Replace large or sparse keys with small dense ranks that preserve order, making range-based and indexed structures practical on wide-valued data.
Coordinate compression replaces large or sparse keys with small dense ranks. It preserves order while reducing the value range. This makes range-based algorithms, counting arrays, Fenwick trees, segment trees, and bucketed structures practical on data with large numeric keys.
Problem
You have values such as:
[1000000000, -7, 42, 1000000000, 500000]The values are too large or too sparse to use directly as array indices. You want to replace each distinct value with a compact integer rank while preserving order.
Solution
Collect the distinct values, sort them, and map each value to its index in the sorted distinct list.
coordinate_compress(A):
values = sorted(unique(A))
rank = empty map
for i = 0 to length(values) - 1:
rank[values[i]] = i
return [rank[x] for x in A]For the input:
[1000000000, -7, 42, 1000000000, 500000]The sorted distinct values are:
[-7, 42, 500000, 1000000000]The rank map is:
-7 -> 0
42 -> 1
500000 -> 2
1000000000 -> 3The compressed array is:
[3, 0, 1, 3, 2]Order Preservation
Coordinate compression preserves order:
x < y if and only if rank[x] < rank[y]This property is the reason compression is safe for comparison-based range logic. It allows an algorithm to use compact indices without changing relative ordering.

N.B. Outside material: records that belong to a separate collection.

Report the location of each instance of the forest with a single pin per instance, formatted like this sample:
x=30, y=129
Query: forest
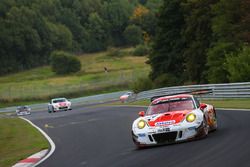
x=190, y=41
x=32, y=29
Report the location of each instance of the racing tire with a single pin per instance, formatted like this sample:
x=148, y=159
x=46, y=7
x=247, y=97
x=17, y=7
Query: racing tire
x=215, y=125
x=53, y=109
x=205, y=128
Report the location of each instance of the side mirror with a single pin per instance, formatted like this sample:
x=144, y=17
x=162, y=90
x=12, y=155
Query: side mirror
x=202, y=106
x=141, y=113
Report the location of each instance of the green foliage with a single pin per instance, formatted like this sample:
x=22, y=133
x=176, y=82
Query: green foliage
x=141, y=50
x=166, y=56
x=166, y=80
x=197, y=34
x=133, y=35
x=216, y=58
x=114, y=52
x=64, y=63
x=238, y=65
x=225, y=27
x=141, y=84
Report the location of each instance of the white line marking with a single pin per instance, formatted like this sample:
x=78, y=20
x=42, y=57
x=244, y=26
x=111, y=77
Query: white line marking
x=52, y=144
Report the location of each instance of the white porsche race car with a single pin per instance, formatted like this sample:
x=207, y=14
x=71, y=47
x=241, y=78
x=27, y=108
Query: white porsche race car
x=171, y=119
x=23, y=110
x=59, y=104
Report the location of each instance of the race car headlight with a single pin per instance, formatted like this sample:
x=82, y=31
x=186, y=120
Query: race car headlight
x=191, y=117
x=141, y=124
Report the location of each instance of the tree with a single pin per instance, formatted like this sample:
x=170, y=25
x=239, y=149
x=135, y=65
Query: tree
x=116, y=13
x=225, y=27
x=64, y=63
x=133, y=35
x=97, y=34
x=238, y=65
x=166, y=56
x=197, y=34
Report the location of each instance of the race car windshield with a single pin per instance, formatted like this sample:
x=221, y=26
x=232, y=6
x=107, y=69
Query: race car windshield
x=59, y=100
x=169, y=105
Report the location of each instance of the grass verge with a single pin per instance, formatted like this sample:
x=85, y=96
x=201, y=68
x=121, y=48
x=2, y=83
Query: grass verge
x=221, y=103
x=18, y=140
x=41, y=84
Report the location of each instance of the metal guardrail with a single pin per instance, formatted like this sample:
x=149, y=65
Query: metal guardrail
x=75, y=102
x=219, y=91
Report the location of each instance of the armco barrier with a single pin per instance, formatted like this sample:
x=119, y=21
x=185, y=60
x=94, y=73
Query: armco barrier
x=77, y=101
x=219, y=91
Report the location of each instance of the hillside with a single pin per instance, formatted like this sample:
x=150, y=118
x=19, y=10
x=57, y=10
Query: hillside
x=41, y=83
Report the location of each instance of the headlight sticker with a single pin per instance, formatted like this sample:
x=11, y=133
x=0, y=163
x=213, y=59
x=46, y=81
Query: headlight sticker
x=164, y=123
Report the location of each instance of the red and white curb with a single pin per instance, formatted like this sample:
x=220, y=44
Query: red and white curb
x=39, y=157
x=31, y=160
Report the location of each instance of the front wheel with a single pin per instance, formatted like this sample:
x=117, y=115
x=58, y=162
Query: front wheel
x=205, y=128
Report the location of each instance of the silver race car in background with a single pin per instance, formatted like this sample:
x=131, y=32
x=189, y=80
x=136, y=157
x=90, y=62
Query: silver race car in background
x=59, y=104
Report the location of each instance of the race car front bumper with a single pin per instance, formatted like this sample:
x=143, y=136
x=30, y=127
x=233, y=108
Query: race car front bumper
x=165, y=135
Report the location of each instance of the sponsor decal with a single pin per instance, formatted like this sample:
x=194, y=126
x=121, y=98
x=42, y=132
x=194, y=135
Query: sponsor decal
x=192, y=128
x=165, y=123
x=163, y=130
x=141, y=134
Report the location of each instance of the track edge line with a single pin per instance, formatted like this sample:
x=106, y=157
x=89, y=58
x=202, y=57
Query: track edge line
x=52, y=144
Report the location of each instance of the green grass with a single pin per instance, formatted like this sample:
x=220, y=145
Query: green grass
x=18, y=140
x=223, y=103
x=41, y=84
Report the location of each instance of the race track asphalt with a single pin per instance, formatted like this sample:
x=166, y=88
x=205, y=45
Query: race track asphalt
x=100, y=136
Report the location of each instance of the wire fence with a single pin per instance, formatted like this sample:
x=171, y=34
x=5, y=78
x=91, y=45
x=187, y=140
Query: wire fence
x=77, y=88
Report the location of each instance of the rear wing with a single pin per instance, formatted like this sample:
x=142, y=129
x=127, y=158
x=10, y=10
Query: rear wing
x=192, y=92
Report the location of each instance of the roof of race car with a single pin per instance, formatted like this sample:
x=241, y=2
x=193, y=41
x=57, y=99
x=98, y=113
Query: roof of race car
x=164, y=98
x=59, y=98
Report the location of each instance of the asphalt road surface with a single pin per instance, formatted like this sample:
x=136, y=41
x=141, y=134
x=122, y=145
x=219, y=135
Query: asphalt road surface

Compression does not preserve distances. If:
x = 10
y = 1000000their ranks may differ by only 1 if no value lies between them. Therefore coordinate compression is valid for order queries, but not for arithmetic that depends on numeric distance.
Example: Counting Inversions
To count inversions with a Fenwick tree, values must be usable as indices.
count_inversions(A):
C = coordinate_compress(A)
tree = Fenwick(size = number of distinct values)
inversions = 0
for i = length(C) - 1 down to 0:
inversions += tree.sum(C[i] - 1)
tree.add(C[i], 1)
return inversionsHere tree.sum(C[i] - 1) counts how many smaller values have appeared to the right of A[i].
The original values may be negative or huge. The compressed ranks are small nonnegative integers, so the Fenwick tree remains compact.
Correctness
The compression map is built from the sorted list of distinct values. Therefore, if x < y, then x appears before y in that list, so rank[x] < rank[y].
If rank[x] < rank[y], then x appears before y in the sorted distinct list, so x < y.
Equal values receive the same rank because the map is built from distinct values. Thus equality is preserved as well:
x = y if and only if rank[x] = rank[y]Any algorithm that depends only on order and equality can safely use compressed coordinates.
Complexity
Let:
n = number of input elements
m = number of distinct valuesBuilding the distinct sorted list costs:
O(n log n)or more precisely:
O(n log m)if values are inserted into an ordered set.
Building the rank map costs:
O(m)Mapping the input costs:
O(n)Total time is usually:
O(n log n)Space usage is:
O(n)or:
O(m)if the compressed output can overwrite the original array.
Lower Bound and Upper Bound Queries
Sometimes you need to map a value that was not present in the original array.
For example, given compressed coordinates from:
[10, 20, 50]you may need the first coordinate greater than or equal to 30.
Use binary search on the sorted distinct list:
lower_bound(values, x):
return first index i such that values[i] >= xFor x = 30, the result is index 2, which corresponds to value 50.
Similarly:
upper_bound(values, x):
return first index i such that values[i] > xThis is useful for offline range queries and interval endpoints.
Coordinate Compression for Intervals
For intervals, compress all endpoints:
intervals = [(l1, r1), (l2, r2), ...]
values = sorted(unique(all li and ri))Then replace each endpoint with its rank.
Be careful about interval semantics. Closed intervals, half-open intervals, and gaps between coordinates behave differently. If the algorithm must represent actual covered lengths, plain compression is not enough; you must also keep the original coordinate values and compute segment lengths from adjacent coordinates.
Implementation Notes
Use coordinate compression when:
values are large
values are sparse
only order matters
array indexing is neededDo not use it when:
numeric distance matters
missing coordinates must be represented explicitly
the value domain is already smallWhen the algorithm needs both compact indices and original values, keep the sorted distinct array. It serves as the inverse map:
original_value = values[rank]Common Bugs
A common bug is assuming compressed ranks preserve differences. They do not.
Another bug is giving duplicate values different ranks. Equal input values must compress to the same integer.
A third bug is compressing only left interval endpoints and forgetting right endpoints. Range algorithms usually need all relevant boundaries.
A fourth bug is using one-based and zero-based ranks inconsistently. Fenwick trees are often one-based internally, while compressed coordinates are naturally zero-based. Define the conversion explicitly.
Takeaway
Coordinate compression turns large sparse keys into small dense ranks while preserving order and equality. It is a bridge between arbitrary values and array-indexed data structures.